D’une voix faible, presque un chuchotement, elle a dit, Dans ce cas, va-t’en, Chappie. Va-t’en.

Je me souviendrai toujours de cet instant. Je l’ai repassé dans ma tête au moins une centaine de fois. Mais je ne me souviens pas beaucoup de ce qui a suivi. Je crois avoir dit d’accord. J’étais calme. J’ai soulevé mon sac à dos, je me rappelle avoir pensé au calibre 9 qui était dedans et avoir remarqué avec soulagement que je n’avais plus alors la moindre envie de me faire un massacre général.

Je vais d’abord passer voir grand-mère, j’ai dit. Rien que pour lui dire au revoir. Je ne l’ai pas encore fait. Puis je suppose que je retournerai dans le Vermont, à l’école organique.

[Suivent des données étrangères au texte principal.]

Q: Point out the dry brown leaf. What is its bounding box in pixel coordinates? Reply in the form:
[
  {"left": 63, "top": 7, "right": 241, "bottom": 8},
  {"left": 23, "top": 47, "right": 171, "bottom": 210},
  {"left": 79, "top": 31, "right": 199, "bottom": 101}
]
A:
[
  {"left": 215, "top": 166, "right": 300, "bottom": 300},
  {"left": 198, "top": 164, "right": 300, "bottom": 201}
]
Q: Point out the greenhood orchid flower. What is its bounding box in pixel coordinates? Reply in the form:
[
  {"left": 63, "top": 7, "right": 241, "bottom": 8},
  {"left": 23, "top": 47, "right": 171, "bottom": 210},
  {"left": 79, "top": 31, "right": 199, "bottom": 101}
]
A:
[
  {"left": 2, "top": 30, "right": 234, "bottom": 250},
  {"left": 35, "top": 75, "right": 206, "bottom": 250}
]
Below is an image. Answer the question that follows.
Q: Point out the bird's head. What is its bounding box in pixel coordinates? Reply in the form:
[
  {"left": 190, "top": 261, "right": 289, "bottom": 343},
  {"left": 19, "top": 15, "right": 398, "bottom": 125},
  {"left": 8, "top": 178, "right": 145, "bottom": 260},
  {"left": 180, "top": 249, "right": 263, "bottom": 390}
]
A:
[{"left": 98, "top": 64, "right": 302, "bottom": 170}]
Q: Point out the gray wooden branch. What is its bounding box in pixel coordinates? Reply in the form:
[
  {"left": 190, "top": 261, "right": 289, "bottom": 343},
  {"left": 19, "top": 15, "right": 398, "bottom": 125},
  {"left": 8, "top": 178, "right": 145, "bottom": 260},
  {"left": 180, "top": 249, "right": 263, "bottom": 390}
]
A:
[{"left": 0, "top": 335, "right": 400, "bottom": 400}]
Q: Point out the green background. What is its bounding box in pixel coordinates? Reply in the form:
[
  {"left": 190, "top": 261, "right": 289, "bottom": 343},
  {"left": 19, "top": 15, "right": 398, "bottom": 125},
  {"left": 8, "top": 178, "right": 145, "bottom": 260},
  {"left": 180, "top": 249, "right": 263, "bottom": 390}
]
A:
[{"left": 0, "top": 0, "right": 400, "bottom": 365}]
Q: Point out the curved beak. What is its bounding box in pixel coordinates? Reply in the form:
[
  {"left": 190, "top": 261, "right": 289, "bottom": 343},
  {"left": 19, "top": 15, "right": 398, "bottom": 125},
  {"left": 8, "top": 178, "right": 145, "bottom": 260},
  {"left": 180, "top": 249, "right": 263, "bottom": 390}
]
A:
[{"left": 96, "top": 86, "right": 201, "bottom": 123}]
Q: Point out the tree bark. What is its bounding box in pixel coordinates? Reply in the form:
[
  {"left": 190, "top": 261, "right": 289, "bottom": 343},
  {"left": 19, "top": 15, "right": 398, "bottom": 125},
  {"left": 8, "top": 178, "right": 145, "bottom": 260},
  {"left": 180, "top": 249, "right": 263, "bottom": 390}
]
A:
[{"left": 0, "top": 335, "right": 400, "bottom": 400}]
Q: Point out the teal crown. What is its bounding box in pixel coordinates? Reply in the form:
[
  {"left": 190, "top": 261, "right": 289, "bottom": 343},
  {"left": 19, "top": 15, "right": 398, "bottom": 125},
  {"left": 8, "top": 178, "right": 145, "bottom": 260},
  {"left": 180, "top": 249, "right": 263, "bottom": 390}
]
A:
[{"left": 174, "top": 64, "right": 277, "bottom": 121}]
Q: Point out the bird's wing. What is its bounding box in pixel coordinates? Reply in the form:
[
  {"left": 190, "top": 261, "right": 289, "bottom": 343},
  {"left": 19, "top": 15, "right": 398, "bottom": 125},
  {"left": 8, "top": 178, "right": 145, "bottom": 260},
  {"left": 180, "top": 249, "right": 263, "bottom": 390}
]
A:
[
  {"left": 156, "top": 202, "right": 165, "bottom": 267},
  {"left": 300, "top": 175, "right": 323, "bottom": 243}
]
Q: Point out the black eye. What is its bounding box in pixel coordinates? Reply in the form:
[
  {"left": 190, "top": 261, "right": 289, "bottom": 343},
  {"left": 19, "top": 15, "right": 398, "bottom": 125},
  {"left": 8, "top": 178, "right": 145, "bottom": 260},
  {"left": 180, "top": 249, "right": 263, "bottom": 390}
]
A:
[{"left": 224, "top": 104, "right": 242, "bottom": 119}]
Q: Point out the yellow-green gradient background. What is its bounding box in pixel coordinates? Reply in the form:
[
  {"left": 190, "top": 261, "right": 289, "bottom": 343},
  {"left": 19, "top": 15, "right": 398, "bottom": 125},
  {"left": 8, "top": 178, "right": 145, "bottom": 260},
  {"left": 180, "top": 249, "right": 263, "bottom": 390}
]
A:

Comme tu voudras, elle a dit. Elle avait l’air totalement abattue, comme si son fils unique était mort. Sauf que bien sûr il était vivant, qu’il se tenait debout devant elle et lui disait au revoir. Mais je pense qu’à sa manière elle souhaitait que je sois mort, qu’elle avait préféré depuis le début me savoir porté disparu et présumé mort que me voir ici comme j’étais maintenant. D’une certaine façon, en disparaissant je ne faisais que lui accorder ce qu’elle voulait vraiment sans oser le demander.

J’ai pensé, Quel brave garçon je fais. J’ai dit, À un de ces quatre, maman. Et je l’ai laissée là, assise, sur la chaise derrière la grande plante verte dans l’entrée de la clinique. Elle avait l’air triste et songeuse, et quand je me suis retourné depuis la porte j’ai vu qu’elle paraissait aussi soulagée.